Un método automatizado para realizar el ensayo de micronúcleos In Vitro mediante citometría de flujo de imágenes multiespectral

El ensayo de micronúcleos basado en flujos de imágenes puede superar varias limitaciones de métodos como la microscopía automatizada y la citometría de flujo convencional, incluyendo un bajo rendimiento y la falta de confirmación visual de eventos. La principal ventaja de esta técnica es que todos los eventos necesarios para determinar la genotoxicidad y la citotoxicidad se pueden identificar, identificar y puntuar automáticamente sin necesidad de crear diapositivas de microscopio. Para la exposición celular a clastógenos y/o anéuticos, añada un milímetro del producto químico de interés a siete a ocho veces 10 a la quinta de las células experimentales en nueve mililitros del medio de cultivo celular apropiado en un matraz T25 y un mililitro de agua a los cultivos de control.

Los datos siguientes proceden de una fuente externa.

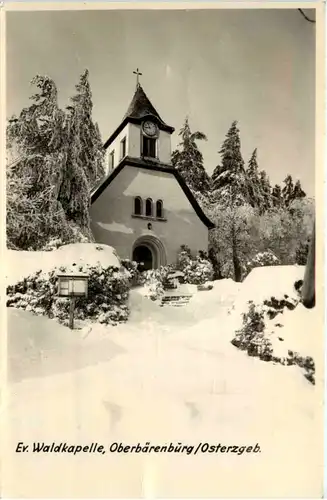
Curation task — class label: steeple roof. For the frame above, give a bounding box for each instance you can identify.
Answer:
[123,83,163,123]
[104,83,175,149]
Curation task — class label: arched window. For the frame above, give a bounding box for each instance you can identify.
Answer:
[145,198,152,217]
[134,196,142,215]
[156,200,163,219]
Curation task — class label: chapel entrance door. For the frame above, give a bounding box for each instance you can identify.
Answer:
[133,245,153,271]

Incubar los matraces a 37 grados centígrados y cinco por ciento de dióxido de carbono durante tres horas antes de transferir las células a un tubo de polipropileno de 15 mililitros por matraz. Recoger las células por centrifugación y resuspender los pellets en 10 mililitros de medio de cultivo fresco por tubo para la siembra en nuevos matraces de cultivo T25. A continuación, añada 150 microlitros de la concentración en stock de citocaplasina B a cada matraz para lograr una concentración final de tres microgramos por mililitro.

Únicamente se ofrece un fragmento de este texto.